Dropping my phone onto the counter, I walk slowly back to the dining room. Pausing in the doorway, I watch Remy unseen for a few seconds. He’s leaned back in the chair, balanced on the rear legs, as he scrolls through his phone. He left some of my food behind, but there’s no way I’ll be able to eat now.

“Hey, sorry about that.” He looks up at the sound of my voice, immediately tossing his phone down and smiling at me. The smile falters a bit as I retake my seat. He lowers his chair all the way to the floor, leaning forward and peering at me.

“Gray?”

“I got a trade offer from Colorado. They want to buy out my contract.”

“Holy shit ,” Remy breathes. “Holy fucking shit, are you serious? That’s incredible! You said yes, right? Why do you look like someone punched you in the face?”

“It’s a long way away and…I’d probably be leaving tomorrow or the day after.”

The smile slides off of his face. “Fuck.”

“Yeah. ”

“But…please tell me you said yes. This is what you want—to play for a team who you already know aren’t assholes. It’s perfect.”

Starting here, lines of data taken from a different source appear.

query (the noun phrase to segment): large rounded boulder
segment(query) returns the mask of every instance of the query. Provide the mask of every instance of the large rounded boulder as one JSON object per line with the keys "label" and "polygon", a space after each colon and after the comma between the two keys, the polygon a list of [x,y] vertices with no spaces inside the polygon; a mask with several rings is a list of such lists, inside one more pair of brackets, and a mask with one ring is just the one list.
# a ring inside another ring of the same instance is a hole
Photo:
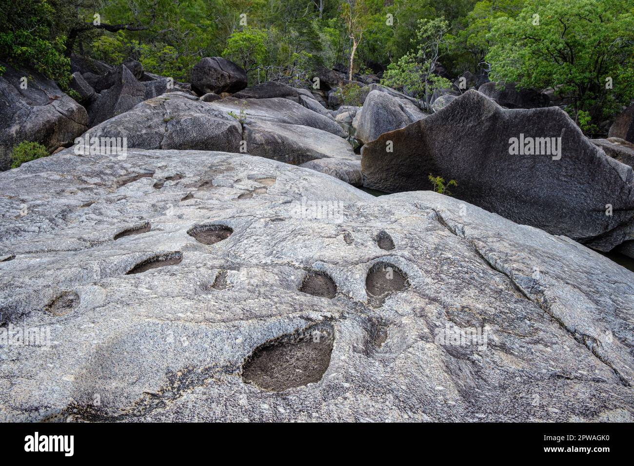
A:
{"label": "large rounded boulder", "polygon": [[242,91],[247,87],[247,72],[219,56],[205,57],[191,70],[191,89],[199,96]]}

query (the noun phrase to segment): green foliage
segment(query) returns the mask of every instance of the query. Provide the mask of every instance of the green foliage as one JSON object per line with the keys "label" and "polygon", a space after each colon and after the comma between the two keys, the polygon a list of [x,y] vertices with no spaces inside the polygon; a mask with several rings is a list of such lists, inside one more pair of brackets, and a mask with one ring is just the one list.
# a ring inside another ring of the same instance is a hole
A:
{"label": "green foliage", "polygon": [[25,162],[48,157],[48,150],[39,143],[23,141],[13,146],[11,155],[11,168],[17,168]]}
{"label": "green foliage", "polygon": [[446,49],[444,36],[448,28],[449,23],[443,18],[420,20],[415,51],[391,64],[381,83],[410,93],[430,111],[429,102],[434,91],[451,86],[451,81],[434,72],[436,61]]}
{"label": "green foliage", "polygon": [[247,101],[243,100],[242,103],[240,105],[240,114],[236,115],[235,112],[229,112],[228,115],[232,118],[235,118],[238,122],[241,124],[243,125],[247,122],[247,112],[245,111],[247,108]]}
{"label": "green foliage", "polygon": [[491,43],[491,29],[498,18],[514,17],[521,11],[524,0],[483,0],[457,20],[455,30],[448,34],[453,74],[476,71],[484,60]]}
{"label": "green foliage", "polygon": [[57,2],[47,0],[20,0],[3,7],[0,60],[32,67],[65,87],[70,79],[70,61],[64,55],[65,36],[56,30],[65,11]]}
{"label": "green foliage", "polygon": [[444,184],[444,178],[440,176],[433,176],[431,173],[428,177],[429,181],[432,183],[434,190],[439,194],[444,194],[446,196],[453,196],[451,191],[449,190],[450,186],[457,186],[458,183],[455,179],[450,179],[449,183]]}
{"label": "green foliage", "polygon": [[236,31],[227,39],[223,56],[238,63],[247,72],[252,71],[263,64],[267,39],[266,32],[259,29],[248,27]]}
{"label": "green foliage", "polygon": [[355,107],[361,105],[361,89],[354,82],[349,83],[341,87],[341,100],[343,105]]}
{"label": "green foliage", "polygon": [[517,17],[494,22],[491,77],[556,89],[593,132],[634,97],[633,13],[626,0],[526,0]]}

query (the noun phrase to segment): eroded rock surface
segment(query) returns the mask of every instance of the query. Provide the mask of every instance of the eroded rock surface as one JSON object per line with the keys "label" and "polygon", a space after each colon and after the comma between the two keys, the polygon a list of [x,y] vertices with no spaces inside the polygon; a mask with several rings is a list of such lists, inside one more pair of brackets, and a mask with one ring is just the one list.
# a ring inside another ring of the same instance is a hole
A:
{"label": "eroded rock surface", "polygon": [[[67,150],[0,174],[0,215],[3,330],[50,335],[0,344],[2,420],[634,419],[634,274],[458,199]],[[302,292],[309,273],[336,295]]]}

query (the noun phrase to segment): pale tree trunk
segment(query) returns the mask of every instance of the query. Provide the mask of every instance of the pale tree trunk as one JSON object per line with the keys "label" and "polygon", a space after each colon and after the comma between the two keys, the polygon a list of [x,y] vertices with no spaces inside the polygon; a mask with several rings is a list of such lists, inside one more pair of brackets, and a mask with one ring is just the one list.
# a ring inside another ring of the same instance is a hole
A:
{"label": "pale tree trunk", "polygon": [[361,38],[363,37],[361,34],[359,36],[359,40],[354,39],[352,36],[350,38],[353,39],[353,49],[350,52],[350,68],[348,70],[348,79],[350,81],[353,80],[353,65],[354,64],[354,53],[356,51],[356,48],[359,46],[359,43],[361,42]]}
{"label": "pale tree trunk", "polygon": [[350,68],[348,70],[348,79],[350,81],[353,80],[353,65],[354,63],[354,52],[356,51],[356,48],[358,44],[358,42],[353,39],[353,49],[350,52]]}

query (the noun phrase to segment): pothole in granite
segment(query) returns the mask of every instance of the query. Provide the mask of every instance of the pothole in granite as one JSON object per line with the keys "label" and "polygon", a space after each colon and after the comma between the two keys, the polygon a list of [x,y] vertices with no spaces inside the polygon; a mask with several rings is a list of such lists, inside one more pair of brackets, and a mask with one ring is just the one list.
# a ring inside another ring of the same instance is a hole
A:
{"label": "pothole in granite", "polygon": [[225,225],[195,225],[187,230],[187,234],[199,243],[215,244],[231,236],[233,230]]}
{"label": "pothole in granite", "polygon": [[337,294],[337,285],[327,274],[313,271],[306,274],[299,287],[299,291],[332,299]]}
{"label": "pothole in granite", "polygon": [[386,262],[375,264],[365,278],[365,288],[370,306],[380,307],[393,293],[407,286],[407,277],[396,266]]}
{"label": "pothole in granite", "polygon": [[142,273],[152,269],[160,267],[177,265],[183,260],[183,253],[176,251],[164,254],[154,256],[150,259],[139,262],[126,273],[126,275],[135,273]]}
{"label": "pothole in granite", "polygon": [[75,292],[65,291],[51,301],[45,310],[54,316],[63,316],[79,306],[79,296]]}
{"label": "pothole in granite", "polygon": [[112,238],[115,241],[120,238],[124,238],[125,236],[133,236],[134,235],[140,235],[141,233],[147,233],[151,229],[152,226],[150,224],[149,222],[147,222],[143,225],[139,226],[134,226],[132,228],[127,228],[122,231],[115,235],[114,237]]}
{"label": "pothole in granite", "polygon": [[242,379],[281,392],[319,382],[330,364],[335,332],[320,323],[257,347],[242,366]]}
{"label": "pothole in granite", "polygon": [[381,249],[391,251],[394,249],[394,242],[387,231],[382,230],[377,235],[377,245]]}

“I said yes.” Remy continues to stare at me, face so close to mine I can pick out each individual fleck of green in the brown of his eyes. “Pretty bummed about having to leave my fuck buddy behind, though.”

I make a valiant effort at nonchalance when I crack the joke, doing my best to make our arrangement less serious than I’d like it to be. I apparently succeed, because Remy’s smile quirks up and he leans forward to give me a quick kiss.

“The fuck buddy is bummed, too. But mostly happy for you.” Remy stands, grabbing both of our plates and walking toward the kitchen. He calls back over his shoulder, “They didn’t say when they want you?”

“I had a day to decide. Not sure what the timeframe will be now, since I didn’t need to think about it. Lisa is going to follow up with me tomorrow. For tonight, I was instructed to enjoy myself.”

“Enjoy yourself? Has she met you?” he jokes, tossing me a grin over his shoulder as he loads the dishwasher.

I lean a shoulder against the wall and watch him, trying to ignore the disappointment gnawing at my stomach. I shouldn’t feel let down by his support. I should be grateful that I didn’t have to explain the situation to him. He understood, right from the get-go, that I’ve been given the golden ticket out of here and that I need to take it.

I’m not grateful, though. I’m wishing he had acted even a little bit sad that I’m leaving. I’m wishing he’d asked me to stay.